Peter Gombeir – Kamer 241

Happy people have no stories

Peter Gombeir – Kamer 241 - Happy people have no stories

Baker man

bakkerHet moet wel erg zijn. Een bakkersvrouw met smetvrees. Niet dat ze er iets kan aan doen. Maar toch. Ooit, lang geleden, liet ze zich verleiden door de waan van het grote geld. En de bakkerszoon die op het punt stond het imperium van zijn vader over te nemen. Dat het een kleine bakkerij in het hol van Pluto betrof, dat had hij er niet bij vermeld. Dat zij de winkel zou moeten bevrouwen, evenmin. Eer ze dat door had, was het te laat. Zo staat ze ondertussen al jaren aan de toog. ’s Winters goed ingeduffeld tegen de kou. ’s Zomers zo luchtig als maar kan. Bijna even luchtig als de cake met frambozen. Een specialiteit. Net als hun feestgebak.
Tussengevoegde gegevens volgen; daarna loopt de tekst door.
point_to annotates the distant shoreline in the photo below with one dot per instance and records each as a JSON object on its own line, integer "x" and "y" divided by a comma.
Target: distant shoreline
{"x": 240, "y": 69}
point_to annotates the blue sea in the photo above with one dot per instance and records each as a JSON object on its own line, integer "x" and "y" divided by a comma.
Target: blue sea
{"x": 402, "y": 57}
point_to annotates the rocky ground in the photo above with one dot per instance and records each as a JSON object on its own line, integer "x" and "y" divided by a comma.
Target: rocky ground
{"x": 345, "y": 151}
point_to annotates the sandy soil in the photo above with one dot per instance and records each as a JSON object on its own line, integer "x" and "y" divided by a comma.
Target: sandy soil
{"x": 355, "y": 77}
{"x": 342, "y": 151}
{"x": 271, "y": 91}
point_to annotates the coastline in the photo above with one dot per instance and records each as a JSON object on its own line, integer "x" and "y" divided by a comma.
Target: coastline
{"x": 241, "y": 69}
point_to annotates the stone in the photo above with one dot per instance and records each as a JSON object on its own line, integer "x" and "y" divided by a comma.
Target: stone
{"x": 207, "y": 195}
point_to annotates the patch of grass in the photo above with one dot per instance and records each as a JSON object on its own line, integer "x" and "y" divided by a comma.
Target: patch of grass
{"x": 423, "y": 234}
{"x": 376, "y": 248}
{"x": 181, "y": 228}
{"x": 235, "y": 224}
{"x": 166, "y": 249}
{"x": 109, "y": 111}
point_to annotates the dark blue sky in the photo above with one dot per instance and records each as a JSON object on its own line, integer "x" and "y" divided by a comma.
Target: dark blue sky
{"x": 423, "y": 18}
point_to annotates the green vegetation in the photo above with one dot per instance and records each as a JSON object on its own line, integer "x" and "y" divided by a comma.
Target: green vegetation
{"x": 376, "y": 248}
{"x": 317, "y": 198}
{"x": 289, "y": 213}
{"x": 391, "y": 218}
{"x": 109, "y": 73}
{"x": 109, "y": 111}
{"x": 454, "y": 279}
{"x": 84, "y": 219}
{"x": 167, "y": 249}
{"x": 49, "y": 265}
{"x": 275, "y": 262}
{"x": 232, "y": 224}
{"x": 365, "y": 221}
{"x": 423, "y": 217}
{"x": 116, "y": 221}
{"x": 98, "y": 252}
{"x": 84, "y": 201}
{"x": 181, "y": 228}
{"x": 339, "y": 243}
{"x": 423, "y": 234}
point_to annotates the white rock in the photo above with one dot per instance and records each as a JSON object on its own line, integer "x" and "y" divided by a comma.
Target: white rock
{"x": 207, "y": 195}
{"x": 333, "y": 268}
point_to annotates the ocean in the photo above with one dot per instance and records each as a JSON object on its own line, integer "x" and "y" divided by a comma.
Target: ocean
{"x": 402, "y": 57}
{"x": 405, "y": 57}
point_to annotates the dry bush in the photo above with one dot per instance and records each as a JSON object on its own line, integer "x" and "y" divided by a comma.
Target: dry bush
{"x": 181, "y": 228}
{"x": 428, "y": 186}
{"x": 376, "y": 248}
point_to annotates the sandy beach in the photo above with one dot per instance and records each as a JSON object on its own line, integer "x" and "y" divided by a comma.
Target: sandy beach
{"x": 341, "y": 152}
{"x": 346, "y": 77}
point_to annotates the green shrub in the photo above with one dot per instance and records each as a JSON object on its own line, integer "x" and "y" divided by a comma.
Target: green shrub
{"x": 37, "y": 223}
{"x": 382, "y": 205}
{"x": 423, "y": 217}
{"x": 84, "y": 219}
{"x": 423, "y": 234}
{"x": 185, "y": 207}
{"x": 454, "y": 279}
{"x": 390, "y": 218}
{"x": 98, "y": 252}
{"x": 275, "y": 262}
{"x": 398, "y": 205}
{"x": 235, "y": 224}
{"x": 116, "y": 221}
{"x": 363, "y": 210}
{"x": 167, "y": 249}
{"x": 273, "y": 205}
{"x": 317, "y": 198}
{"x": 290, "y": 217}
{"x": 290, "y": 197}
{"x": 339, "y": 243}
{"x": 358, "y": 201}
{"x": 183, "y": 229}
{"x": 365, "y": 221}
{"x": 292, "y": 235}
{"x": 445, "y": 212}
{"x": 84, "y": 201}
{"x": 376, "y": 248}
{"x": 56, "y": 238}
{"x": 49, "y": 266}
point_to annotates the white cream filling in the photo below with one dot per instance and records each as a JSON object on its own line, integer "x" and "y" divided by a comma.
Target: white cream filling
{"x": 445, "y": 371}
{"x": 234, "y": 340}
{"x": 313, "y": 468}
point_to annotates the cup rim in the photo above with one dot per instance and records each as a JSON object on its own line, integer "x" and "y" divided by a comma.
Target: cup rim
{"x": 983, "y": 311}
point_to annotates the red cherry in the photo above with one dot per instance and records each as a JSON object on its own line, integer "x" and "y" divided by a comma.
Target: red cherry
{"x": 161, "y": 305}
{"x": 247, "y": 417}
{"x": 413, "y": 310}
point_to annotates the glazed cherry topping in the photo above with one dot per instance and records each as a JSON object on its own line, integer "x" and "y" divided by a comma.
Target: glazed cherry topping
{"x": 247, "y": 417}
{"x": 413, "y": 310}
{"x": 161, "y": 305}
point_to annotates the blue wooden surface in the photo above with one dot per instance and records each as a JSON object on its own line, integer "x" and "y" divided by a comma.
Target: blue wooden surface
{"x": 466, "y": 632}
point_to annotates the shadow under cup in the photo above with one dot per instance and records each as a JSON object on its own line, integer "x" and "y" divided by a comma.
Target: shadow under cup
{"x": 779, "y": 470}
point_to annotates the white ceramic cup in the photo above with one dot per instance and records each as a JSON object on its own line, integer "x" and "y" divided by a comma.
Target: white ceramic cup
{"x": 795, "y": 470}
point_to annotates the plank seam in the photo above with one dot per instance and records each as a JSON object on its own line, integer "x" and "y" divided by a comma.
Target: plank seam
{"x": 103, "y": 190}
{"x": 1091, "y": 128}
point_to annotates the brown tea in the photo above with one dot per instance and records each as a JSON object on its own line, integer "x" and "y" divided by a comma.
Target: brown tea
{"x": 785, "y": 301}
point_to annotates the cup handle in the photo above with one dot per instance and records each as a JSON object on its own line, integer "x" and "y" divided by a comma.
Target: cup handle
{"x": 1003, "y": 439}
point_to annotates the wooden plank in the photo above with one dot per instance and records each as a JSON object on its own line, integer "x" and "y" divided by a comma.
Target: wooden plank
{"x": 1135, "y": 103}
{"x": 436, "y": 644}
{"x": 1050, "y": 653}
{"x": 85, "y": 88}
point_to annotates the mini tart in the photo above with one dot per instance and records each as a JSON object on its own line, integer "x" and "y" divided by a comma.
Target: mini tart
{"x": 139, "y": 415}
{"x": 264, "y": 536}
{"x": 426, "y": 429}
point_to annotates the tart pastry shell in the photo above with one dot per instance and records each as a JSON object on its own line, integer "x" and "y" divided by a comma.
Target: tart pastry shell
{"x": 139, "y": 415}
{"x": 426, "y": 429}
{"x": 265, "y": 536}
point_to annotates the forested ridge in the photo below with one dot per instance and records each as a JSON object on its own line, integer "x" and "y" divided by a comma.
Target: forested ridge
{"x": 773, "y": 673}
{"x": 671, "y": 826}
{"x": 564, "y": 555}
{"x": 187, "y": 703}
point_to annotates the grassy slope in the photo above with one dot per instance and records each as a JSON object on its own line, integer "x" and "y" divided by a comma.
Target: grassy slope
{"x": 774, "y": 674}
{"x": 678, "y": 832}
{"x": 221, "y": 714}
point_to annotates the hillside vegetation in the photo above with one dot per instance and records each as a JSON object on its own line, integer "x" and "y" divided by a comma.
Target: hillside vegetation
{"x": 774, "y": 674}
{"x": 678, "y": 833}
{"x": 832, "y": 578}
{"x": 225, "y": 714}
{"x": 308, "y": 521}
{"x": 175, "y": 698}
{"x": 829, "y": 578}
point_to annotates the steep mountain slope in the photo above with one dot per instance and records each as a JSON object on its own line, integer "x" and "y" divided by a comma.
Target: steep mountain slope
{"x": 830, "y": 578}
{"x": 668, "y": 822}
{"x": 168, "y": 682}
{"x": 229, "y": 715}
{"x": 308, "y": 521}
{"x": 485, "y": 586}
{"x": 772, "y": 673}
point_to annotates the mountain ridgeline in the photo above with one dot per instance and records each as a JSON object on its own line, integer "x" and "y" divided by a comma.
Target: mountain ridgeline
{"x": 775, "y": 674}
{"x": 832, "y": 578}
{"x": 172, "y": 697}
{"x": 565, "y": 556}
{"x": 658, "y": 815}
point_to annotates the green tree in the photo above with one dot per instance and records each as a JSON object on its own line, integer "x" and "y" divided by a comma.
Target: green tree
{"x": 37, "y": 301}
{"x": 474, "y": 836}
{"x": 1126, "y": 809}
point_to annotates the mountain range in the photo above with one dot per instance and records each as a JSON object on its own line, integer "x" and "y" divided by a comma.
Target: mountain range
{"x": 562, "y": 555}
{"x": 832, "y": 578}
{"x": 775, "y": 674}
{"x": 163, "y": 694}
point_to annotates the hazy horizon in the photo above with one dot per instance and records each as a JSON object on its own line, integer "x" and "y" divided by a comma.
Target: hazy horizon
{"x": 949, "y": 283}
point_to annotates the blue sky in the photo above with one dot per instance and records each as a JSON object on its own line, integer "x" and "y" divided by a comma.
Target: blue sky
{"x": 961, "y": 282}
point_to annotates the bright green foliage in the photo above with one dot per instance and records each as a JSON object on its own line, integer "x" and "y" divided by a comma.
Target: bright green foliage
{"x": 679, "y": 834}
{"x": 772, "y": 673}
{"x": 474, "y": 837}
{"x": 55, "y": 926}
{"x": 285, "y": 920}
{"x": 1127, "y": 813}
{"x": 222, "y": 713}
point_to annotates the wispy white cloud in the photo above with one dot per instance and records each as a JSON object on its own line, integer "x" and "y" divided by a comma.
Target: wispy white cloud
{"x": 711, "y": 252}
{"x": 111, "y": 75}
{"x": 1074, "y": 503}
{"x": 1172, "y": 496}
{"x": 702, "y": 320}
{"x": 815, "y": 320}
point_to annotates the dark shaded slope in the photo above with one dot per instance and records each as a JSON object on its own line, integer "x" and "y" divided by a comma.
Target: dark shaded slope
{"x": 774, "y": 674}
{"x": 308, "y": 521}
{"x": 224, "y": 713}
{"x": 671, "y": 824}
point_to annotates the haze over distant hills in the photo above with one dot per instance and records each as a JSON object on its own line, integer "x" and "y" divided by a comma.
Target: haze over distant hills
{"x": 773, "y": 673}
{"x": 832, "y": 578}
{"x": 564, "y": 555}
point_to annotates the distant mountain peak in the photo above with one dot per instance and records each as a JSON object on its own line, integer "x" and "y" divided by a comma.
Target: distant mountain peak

De smetvrees had ze al van kleins af. Aanrakingen van anderen waren uit den boze. Iets aannemen van een vreemde had ze een hekel aan. Van een bekende ook trouwens. Hoe ze ooit met Rudolphe, de bakkerszoon, iets kon beginnen, het blijft een mysterie. Misschien dacht ze dat bloem de bacteriën doodde. Of hij voerde haar telkens tipsy met zijn verse crème au beurre met te veel Amaretto. Kan ook.

Maar het blijft een probleem natuurlijk. Hoe ze nu telkens vies vuil kleingeld van vreemden moet aannemen. Wie weet hoe lang zit het al weggestopt in die kleffe portefeuille. En heeft hij zijn handen wel gewassen. Bij elke klant schiet het door haar hoofd. Vies. Vuil. Alles. Iedereen. Ze gaat zo vaak ze kan naar achter, uit het zicht, om vlug haar handen te ontsmetten. De walm van te veel Dettol achtervolgt haar. Iedereen die binnenkomt, merkt het. Een nieuweling zou nog kunnen denken dat er net gepoetst is in de winkel. De habitués weten echter beter.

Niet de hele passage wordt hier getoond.